Nor can the record be now amended. The record which makes a foreclosure legal and complete must be made within thirty days from the last publication. The record as it is on the last one of these *227thirty days is the record that must stand. No later amendment could be recorded within the thirty days, and so be in compliance with the statute requirement. A record which is a muniment of title, and which must exist as such within thirty days, or not at all, cannot be subsequently amended so as to make that good, which never was good within the thirty days.

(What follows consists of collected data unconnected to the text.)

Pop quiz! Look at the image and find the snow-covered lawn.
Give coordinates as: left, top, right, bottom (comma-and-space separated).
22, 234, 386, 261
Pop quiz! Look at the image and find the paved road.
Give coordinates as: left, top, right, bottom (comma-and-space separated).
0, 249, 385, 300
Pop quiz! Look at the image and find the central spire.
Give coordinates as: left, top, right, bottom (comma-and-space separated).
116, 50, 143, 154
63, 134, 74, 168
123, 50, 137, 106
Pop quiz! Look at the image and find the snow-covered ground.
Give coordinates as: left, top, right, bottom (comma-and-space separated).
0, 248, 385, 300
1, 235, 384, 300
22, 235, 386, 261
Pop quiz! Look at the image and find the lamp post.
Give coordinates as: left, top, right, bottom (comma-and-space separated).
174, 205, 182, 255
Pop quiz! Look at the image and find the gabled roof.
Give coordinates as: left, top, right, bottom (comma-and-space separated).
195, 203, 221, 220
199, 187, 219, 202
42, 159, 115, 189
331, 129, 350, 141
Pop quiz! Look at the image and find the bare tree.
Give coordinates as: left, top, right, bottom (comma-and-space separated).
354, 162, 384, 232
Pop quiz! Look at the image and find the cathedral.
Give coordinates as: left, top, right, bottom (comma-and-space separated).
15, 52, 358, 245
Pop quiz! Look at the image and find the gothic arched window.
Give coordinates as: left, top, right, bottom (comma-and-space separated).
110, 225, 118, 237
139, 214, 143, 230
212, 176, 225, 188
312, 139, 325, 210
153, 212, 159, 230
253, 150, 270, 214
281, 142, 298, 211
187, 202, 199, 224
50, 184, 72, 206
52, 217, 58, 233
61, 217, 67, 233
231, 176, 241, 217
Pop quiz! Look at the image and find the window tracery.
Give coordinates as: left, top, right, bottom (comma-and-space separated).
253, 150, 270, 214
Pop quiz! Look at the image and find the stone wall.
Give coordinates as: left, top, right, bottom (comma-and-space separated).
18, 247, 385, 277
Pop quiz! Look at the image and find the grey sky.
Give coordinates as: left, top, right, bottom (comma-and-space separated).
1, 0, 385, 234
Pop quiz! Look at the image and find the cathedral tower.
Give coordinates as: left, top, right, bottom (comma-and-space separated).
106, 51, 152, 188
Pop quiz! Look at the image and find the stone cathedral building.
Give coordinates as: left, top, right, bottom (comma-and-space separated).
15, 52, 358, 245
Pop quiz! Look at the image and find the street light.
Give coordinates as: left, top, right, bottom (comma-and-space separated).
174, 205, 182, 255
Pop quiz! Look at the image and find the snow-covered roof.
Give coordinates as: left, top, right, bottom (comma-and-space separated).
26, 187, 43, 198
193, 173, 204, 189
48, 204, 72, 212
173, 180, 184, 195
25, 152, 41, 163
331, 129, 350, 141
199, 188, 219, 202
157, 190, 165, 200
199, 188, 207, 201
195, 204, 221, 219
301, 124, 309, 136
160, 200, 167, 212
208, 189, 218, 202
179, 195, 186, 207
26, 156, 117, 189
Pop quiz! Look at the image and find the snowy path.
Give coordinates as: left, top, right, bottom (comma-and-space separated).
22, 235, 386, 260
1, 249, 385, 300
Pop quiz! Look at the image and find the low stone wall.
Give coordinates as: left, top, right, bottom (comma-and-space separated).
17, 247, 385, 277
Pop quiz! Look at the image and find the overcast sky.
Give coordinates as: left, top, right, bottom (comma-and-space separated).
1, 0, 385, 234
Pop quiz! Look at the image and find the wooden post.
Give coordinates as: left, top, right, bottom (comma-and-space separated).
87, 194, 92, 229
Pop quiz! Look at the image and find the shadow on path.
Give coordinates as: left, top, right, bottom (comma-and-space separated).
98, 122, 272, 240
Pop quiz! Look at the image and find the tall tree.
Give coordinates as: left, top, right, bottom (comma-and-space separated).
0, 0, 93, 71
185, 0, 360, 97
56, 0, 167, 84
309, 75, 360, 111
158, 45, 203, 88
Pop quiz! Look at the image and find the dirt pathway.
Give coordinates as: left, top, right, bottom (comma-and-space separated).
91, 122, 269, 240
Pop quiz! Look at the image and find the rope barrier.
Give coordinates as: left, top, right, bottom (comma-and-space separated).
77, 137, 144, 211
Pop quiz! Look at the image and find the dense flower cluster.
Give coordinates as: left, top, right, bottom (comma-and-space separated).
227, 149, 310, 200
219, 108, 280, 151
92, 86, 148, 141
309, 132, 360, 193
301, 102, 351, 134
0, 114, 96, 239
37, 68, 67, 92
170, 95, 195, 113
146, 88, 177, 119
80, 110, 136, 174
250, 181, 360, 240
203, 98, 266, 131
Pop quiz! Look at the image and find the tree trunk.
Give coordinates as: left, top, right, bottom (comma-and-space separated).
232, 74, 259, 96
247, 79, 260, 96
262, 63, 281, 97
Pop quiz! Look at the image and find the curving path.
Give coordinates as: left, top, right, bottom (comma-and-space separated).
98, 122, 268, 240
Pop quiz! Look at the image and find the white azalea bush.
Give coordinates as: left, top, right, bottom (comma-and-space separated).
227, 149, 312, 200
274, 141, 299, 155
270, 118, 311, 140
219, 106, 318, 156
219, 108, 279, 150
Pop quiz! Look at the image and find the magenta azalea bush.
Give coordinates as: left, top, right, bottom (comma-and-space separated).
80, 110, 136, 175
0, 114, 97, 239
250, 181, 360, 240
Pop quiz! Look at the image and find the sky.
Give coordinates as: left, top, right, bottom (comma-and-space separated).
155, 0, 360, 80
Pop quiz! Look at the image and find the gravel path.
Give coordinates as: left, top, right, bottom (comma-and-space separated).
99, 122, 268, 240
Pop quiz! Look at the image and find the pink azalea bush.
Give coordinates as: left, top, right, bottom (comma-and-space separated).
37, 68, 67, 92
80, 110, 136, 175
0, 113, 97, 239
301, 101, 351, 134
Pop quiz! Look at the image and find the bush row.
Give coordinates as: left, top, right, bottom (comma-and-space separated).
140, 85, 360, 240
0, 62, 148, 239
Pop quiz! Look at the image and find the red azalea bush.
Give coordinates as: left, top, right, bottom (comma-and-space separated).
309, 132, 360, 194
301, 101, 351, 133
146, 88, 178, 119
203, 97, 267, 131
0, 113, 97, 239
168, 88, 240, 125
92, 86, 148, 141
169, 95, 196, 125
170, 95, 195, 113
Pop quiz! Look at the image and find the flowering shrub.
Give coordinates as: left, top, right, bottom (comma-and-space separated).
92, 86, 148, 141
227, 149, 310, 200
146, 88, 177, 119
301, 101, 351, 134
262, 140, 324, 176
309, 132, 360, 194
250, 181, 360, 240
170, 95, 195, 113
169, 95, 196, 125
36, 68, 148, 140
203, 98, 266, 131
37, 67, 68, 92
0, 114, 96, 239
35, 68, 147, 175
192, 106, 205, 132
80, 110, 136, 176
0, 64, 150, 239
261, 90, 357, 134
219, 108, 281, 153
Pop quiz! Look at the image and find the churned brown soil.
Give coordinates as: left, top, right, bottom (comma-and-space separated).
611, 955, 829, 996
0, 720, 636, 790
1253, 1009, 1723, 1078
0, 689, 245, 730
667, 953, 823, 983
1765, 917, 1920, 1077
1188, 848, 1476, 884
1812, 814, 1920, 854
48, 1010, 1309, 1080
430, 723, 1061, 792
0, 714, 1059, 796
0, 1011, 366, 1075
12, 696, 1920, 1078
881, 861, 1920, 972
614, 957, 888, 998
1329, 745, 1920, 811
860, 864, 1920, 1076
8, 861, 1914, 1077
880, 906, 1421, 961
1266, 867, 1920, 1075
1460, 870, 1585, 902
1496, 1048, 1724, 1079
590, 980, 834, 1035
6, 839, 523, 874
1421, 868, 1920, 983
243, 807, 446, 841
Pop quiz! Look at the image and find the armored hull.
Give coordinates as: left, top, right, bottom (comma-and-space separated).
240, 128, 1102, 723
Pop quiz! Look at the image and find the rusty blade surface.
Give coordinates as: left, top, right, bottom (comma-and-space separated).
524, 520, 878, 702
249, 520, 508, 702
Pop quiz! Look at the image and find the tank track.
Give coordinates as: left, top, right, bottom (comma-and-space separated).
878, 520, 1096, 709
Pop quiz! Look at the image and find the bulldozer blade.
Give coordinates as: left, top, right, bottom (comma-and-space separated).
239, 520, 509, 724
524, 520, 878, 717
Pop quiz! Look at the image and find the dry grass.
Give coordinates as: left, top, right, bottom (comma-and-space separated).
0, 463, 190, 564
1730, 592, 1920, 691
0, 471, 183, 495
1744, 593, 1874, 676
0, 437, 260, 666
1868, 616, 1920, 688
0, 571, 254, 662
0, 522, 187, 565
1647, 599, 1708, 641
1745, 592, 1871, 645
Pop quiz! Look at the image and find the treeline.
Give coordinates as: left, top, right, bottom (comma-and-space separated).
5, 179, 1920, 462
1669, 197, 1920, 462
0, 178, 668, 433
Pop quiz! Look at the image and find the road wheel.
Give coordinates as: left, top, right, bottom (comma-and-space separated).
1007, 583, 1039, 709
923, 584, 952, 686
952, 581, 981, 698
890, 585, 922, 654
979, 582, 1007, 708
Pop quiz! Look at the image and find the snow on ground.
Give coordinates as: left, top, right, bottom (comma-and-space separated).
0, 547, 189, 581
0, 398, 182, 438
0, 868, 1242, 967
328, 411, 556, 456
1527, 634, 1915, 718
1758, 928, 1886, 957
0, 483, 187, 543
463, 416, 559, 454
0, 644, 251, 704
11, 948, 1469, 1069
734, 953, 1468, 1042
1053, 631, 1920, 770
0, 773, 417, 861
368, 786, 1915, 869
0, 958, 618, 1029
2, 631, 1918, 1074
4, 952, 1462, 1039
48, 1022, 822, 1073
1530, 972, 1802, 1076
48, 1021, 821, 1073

The foreclosure relied upon by the defendant is, therefore, ineffectual t'o give him absolute title. It is unnecessary to decide, and we do not decide, the other questions discussed by counsel, namely, whether the publication of notice as described in the register’s certificate was sufficient, and if not, then whether proper publication in fact may be otherwise shown.

The plaintiff is entitled to redeem. In accordance with the stipulation, the case is to be remanded to the court below to ascertain the amount due on the mortgage.

Bill sustained with eosts.

Case remanded in accordance with stipulation.